Businessman ordered to destroy extension after building into graveyard next door

Furious locals say Charles Ryan, 73, ‘desecrated many graves’ with the extension – but the former businessman claims the council knocked over the plots because they were ‘becoming unsafe’

Charles Ryan whose various building projects in the sleepy Durham village of Quebec in County Durham has caused caused uproar amongst the resident
Charles Ryan, 73, has been ordered to rebuild the graveyard wall

A former businessman has been ordered to tear down his garage conversion after he knocked down a graveyard wall to build the extension.

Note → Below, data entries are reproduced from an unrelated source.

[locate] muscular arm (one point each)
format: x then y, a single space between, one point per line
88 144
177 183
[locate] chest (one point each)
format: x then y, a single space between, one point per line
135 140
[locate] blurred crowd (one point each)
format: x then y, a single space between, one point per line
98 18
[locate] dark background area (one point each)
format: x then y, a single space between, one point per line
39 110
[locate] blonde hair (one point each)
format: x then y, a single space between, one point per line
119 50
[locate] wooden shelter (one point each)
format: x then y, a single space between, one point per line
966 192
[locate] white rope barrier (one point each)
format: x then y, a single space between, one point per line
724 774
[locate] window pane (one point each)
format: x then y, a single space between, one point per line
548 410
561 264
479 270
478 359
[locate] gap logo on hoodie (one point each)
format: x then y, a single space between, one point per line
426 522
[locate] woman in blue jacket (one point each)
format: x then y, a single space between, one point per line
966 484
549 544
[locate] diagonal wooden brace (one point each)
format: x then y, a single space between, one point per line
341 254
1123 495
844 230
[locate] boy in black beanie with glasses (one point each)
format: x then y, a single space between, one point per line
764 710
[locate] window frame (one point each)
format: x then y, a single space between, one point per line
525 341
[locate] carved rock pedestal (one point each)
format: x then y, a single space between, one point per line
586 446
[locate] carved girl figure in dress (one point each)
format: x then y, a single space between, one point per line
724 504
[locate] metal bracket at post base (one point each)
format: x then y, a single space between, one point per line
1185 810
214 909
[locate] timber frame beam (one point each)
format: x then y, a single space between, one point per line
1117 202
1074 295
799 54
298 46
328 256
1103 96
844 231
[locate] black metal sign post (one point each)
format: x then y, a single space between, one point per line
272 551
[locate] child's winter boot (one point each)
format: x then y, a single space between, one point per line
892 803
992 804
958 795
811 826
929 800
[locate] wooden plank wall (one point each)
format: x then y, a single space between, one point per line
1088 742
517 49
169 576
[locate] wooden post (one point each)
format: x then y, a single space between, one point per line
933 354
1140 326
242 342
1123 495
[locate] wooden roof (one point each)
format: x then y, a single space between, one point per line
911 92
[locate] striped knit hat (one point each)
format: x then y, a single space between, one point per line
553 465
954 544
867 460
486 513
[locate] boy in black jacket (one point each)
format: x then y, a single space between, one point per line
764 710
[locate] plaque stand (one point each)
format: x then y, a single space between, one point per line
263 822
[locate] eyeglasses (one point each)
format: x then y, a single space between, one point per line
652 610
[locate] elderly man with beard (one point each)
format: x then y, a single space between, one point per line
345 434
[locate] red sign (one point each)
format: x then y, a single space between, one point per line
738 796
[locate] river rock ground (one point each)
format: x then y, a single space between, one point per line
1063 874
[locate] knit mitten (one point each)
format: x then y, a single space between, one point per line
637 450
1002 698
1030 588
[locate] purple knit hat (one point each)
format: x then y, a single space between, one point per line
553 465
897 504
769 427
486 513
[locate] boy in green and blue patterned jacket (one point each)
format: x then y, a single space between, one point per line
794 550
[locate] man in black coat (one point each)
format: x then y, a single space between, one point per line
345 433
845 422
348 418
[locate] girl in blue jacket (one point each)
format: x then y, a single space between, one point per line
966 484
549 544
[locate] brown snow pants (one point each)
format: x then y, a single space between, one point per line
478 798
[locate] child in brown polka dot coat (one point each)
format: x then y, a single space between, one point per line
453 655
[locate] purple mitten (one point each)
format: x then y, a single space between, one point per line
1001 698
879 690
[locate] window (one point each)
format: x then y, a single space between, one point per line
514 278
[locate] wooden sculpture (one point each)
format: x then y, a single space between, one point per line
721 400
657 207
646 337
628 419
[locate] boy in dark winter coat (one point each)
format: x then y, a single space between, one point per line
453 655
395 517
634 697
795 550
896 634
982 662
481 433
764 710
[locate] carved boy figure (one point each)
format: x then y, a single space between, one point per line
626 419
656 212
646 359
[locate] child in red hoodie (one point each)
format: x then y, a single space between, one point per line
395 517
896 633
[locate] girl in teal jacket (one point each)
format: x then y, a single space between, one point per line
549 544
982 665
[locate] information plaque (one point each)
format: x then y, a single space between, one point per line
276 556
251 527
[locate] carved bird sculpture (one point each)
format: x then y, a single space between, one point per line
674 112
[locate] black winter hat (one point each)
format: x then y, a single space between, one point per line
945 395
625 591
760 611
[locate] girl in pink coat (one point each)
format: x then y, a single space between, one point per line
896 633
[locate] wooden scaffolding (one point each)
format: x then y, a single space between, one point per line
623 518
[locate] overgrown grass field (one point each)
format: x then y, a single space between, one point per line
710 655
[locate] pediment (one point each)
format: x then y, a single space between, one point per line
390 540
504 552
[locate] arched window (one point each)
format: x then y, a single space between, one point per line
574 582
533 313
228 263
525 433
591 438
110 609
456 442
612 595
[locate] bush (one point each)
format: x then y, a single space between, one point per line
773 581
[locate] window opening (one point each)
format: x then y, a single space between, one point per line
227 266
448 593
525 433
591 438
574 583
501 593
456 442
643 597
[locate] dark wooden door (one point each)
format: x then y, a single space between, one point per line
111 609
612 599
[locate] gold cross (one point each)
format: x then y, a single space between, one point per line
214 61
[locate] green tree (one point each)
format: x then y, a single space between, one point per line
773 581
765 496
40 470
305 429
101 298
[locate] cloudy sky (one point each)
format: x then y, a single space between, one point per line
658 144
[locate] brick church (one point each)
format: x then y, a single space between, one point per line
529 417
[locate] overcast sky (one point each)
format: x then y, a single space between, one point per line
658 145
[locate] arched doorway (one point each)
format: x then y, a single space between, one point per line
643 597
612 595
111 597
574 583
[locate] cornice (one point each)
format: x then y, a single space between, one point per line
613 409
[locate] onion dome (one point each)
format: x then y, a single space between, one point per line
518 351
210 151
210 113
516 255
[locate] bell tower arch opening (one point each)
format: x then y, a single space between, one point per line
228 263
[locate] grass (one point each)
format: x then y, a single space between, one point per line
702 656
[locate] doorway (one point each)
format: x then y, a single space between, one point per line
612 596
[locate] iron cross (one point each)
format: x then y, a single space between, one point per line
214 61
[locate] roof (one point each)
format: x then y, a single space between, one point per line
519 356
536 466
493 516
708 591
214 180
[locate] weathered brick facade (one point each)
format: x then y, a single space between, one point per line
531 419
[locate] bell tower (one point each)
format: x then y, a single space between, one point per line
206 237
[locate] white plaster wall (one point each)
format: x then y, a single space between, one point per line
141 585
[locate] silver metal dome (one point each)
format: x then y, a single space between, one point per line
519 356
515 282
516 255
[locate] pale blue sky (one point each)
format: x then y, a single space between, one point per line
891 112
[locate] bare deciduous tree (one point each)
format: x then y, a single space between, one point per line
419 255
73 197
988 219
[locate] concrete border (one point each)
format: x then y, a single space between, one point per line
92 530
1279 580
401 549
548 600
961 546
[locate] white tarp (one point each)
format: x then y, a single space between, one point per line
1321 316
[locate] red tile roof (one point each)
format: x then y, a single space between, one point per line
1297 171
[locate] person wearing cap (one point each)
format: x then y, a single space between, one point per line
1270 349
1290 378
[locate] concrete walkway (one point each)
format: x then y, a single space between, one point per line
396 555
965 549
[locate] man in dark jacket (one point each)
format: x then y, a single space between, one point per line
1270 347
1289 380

Charles Ryan, 73, brought down an 11ft stretch of dry stone wall outside St John the Baptist Church, in Quebec, County Durham, and extended his home alongside the gravestones.

Angry residents in the area say the move “desecrated many graves” – but Mr Ryan claims the council had already knocked over the plots because they were “becoming unsafe”.

Durham Constabulary is now investigating reports of damage to the wall and graves.

Mr Ryan, a former businessman, only applied for planning permission retrospectively, and has now been ordered by Durham County Council to destroy his extension and rebuild the cemetery wall by next summer.

Mr Ryan applied for planning permission retrospectively


North News & Pictures northn)

The estimated cost of both works is believed to be around £100,000, the Mail Online reports.

John Nicholson, from nearby Willington, complained about Mr Ryan’s extension to the council, claiming that his grandparents’ headstone had been left lying “face down in the ground” due to the building work.

He said: “I am writing to register my objection to the planning application of Mr Ryan who has already caused damage to the graveyard wall and desecrated many graves.

“One of which graves that has been damaged, is what we hoped was the final resting place of both my grandparents who had been laid to rest together in a grave close to the graveyard wall.

“Their headstone now lies face down in the ground following the building work that was carried out. It is hard to believe that anyone would be so disrespectful that they would demolish a graveyard wall and desecrate graves.”

One angry local claimed his grandparents’ headstone had been left face down on the ground


North News & Pictures northn)

John O’Connor, a neighbour of Mr Ryan, also sent a letter of objection to the council, in which he requested that the graveyard wall be rebuilt.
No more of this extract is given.